Le Toro lui souffla son haleine pleine de bière.
— Une petite partie de cartes, ça te dit, Madonna ?
Miguel sentit les larmes perler sur ses croûtes.
— Va te faire mettre, sale truie.
— Ho, ho, ho ! Tu entends ça ?! Tu l’entends, le rebelle ?!
Le Picador, dans son rôle, se contenta d’un sourire effilé. Son complice se leva, excité.
— Distribue les cartes, je reviens.
Del Piro secoua la tête, repoussa à grands gestes les moustiques qui l’assaillaient ; il n’était pas présent lors des « séances de travail », mais il avait entendu les hurlements déchirants du petit pédé.
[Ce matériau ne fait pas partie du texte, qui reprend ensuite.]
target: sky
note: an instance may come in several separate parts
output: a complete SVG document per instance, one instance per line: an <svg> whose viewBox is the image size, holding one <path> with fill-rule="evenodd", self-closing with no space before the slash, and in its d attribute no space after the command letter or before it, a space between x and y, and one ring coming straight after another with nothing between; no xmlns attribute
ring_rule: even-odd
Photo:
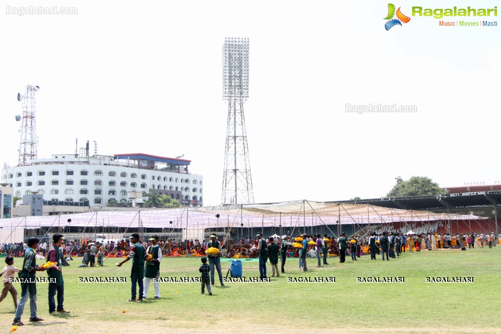
<svg viewBox="0 0 501 334"><path fill-rule="evenodd" d="M245 37L256 202L382 197L397 176L442 187L501 180L501 27L411 16L412 7L496 2L394 2L411 20L387 31L388 2L378 0L44 2L78 14L8 14L39 5L12 0L0 9L2 166L17 164L16 96L32 83L41 88L39 158L74 152L76 138L101 154L184 154L203 176L204 205L219 204L221 47ZM481 18L442 20L461 19ZM347 104L417 111L346 112Z"/></svg>

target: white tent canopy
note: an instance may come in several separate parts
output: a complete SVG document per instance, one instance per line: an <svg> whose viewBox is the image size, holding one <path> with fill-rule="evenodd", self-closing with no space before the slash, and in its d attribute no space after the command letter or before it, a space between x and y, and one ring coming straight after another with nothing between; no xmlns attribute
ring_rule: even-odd
<svg viewBox="0 0 501 334"><path fill-rule="evenodd" d="M216 218L215 215L219 214ZM0 220L0 227L36 228L71 225L107 227L137 227L140 220L144 227L203 228L227 226L260 227L282 226L312 226L325 224L389 224L398 222L484 219L477 216L435 213L425 211L401 210L368 204L348 204L294 201L267 204L228 206L133 209L119 211L95 211L59 216L28 216ZM170 222L172 223L170 223Z"/></svg>

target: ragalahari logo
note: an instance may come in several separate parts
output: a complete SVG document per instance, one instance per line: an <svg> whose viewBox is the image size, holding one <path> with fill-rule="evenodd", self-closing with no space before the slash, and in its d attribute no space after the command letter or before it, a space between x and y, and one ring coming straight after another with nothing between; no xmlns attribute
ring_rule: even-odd
<svg viewBox="0 0 501 334"><path fill-rule="evenodd" d="M408 16L405 16L402 14L401 12L400 12L400 7L399 7L398 9L397 10L397 19L393 19L393 16L394 16L395 5L393 4L388 4L388 16L384 18L385 20L390 20L384 24L384 29L387 31L391 29L391 27L394 26L396 26L397 25L401 26L402 24L400 23L401 21L404 23L407 23L410 21L410 18Z"/></svg>

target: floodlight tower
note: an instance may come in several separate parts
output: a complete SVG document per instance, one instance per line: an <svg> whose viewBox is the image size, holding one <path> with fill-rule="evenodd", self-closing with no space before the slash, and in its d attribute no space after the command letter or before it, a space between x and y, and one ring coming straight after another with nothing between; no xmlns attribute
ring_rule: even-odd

Le pilote s’attendait au pire, il ne fut pas déçu. Le Toro revint bientôt sur la terrasse, une cuvette dans ses grosses mains hilares. Pas besoin de se pencher pour voir que c’était de la merde.
Le Picador, qui avait distribué les cartes sous les yeux défaits de Miguel, recula sur sa chaise.
— De la fraîche ! s’esclaffa le Toro.
Il posa la cuvette nauséabonde sur la table de jeu, ravi de son tour. Miguel détourna le regard pour se préserver de l’odeur tandis que le gros type enfilait ses gants de vaisselle.
— Tiens-le à la chaise !
Le Picador s’empara du malheureux.
— Qu’est-ce que vous foutez, nom de Dieu ! grogna Del Piro en s’aspergeant de spray. Vous allez le bousiller !
— T’en fais pas ! On va juste le cuisiner ! Ha, ha, ha !
Miguel n’avait plus la force de résister, à peine celle de leur cracher à la figure. Il avait dit ce qu’il savait, ne comprenait pas pourquoi on le maintenait en vie, pourquoi ils s’acharnaient sur lui. Il ferma les yeux pendant qu’ils tapissaient son visage.
L’odeur d’excréments parvenait jusqu’au ponton.
— Putain, vous êtes vraiment des porcs ! commenta Del Piro sans bouger de son fauteuil.
Le Toro faisait de la sculpture in vivo , encouragé par les rires sardoniques de son acolyte.
Le pilote souffla, excédé — ces types lui fichaient la nausée —, et partit se réfugier dans la maison. Qu’ils aillent se faire foutre avec leur délire scato : il téléphonerait à Linda pendant qu’ils étaient occupés, deux minutes, le temps de la baratiner — avec un peu de chance et de talent, il réussirait à calmer sa furie érotique… Le soir tombant, moustiques et papillons de nuit s’écrasaient contre les vitres de la cuisine. La dernière vision de Gianni Del Piro fut celle de trois hommes assis autour d’une table de jeu, un travesti famélique, avec des cartes collées sur son visage couvert de merde, et deux quinquagénaires qui ricanaient.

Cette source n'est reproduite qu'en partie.